Riceviamo e pubblichiamo un comunicato stampa del sindacato Coina.
Sul caso delle morti in ambulanza a Meldola (Forlì-Cesena), vicenda finita al centro dell’attenzione mediatica e giudiziaria per la gestione dei soccorsi e i decessi registrati durante il trasporto sanitario, la Fnopi ha chiarito con fermezza che la persona coinvolta nelle indagini non è un infermiere, non è iscritta all’Albo né abilitata all’esercizio della professione. Una precisazione accompagnata dalla richiesta di rettifica alle testate e dall’attivazione dell’ufficio legale, con l’obiettivo di tutelare identità, credibilità e fiducia dei cittadini in un contesto già fortemente delicato come quello dell’emergenza-urgenza.
Una posizione che il Coina condivide nel merito – la correttezza terminologica è un pilastro –, ma che diventa, nelle parole del segretario nazionale Marco Ceccarelli (foto), il punto di partenza per una riflessione più netta. Non basta chiedere precisione all’esterno, se non si elimina l’ambiguità all’interno del sistema. Per il sindacato, il caso Meldola è la conferma di un cortocircuito già evidente: l’uso improprio del termine “infermiere” è sempre più frequente perché la percezione pubblica dei ruoli sanitari è sfumata.
UN SISTEMA CHE SEMPLIFICA I RUOLI
Il fenomeno si inserisce in un contesto segnato da carenze di personale, pressione sui servizi di emergenza e presenza di molteplici figure operative. In questo scenario il linguaggio tende a semplificare, accorpando ruoli diversi sotto un’unica etichetta. È su questo terreno che, secondo il Coina, si innesta il rischio principale.
IL NODO DELL’ASSISTENTE INFERMIERE
Il Coina accende i riflettori sulla futura introduzione della figura dell’assistente infermiere, individuando nella denominazione stessa il punto più critico. Ceccarelli non contesta l’organizzazione dei servizi in sé, ma evidenzia un problema concreto: se oggi si sbaglia senza questa figura, domani il rischio è che l’errore diventi strutturale. Nel linguaggio reale – mediatico e sociale – l’espressione “assistente infermiere” tenderà a essere semplificata. E ciò che resterà sarà una sola parola: “infermiere”.
LA CONTRADDIZIONE
Il passaggio è costruito su un principio di coerenza: la Fnopi denuncia un danno d’immagine quando il termine “infermiere” viene usato impropriamente, ma allo stesso tempo avalla un percorso che introduce una figura il cui nome incorpora quella stessa ambiguità. Per il Coina non si tratta di una semplice incongruenza, ma di una criticità destinata a produrre effetti.
LE CONSEGUENZE
Le implicazioni sono evidenti: il rischio è una maggiore confusione per i cittadini e una più difficile attribuzione delle responsabilità nei contesti critici, come quello di Meldola. “Non si può combattere l’uso improprio di una parola – afferma il presidente del Coina – e allo stesso tempo costruire un sistema che rende quell’uso improprio più probabile”.

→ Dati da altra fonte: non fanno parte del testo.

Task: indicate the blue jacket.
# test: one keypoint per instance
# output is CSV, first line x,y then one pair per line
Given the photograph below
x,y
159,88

MELDOLA COME CARTINA DI TORNASOLE
Il caso Meldola diventa così una cartina di tornasole: da un lato la necessità – condivisa – di precisione nell’informazione; dall’altro il rischio di alimentare ambiguità a livello di sistema. In gioco non c’è solo un titolo sbagliato, ma la tenuta dell’identità professionale, che rischia di essere esposta a una confusione crescente se non governata con scelte coerenti.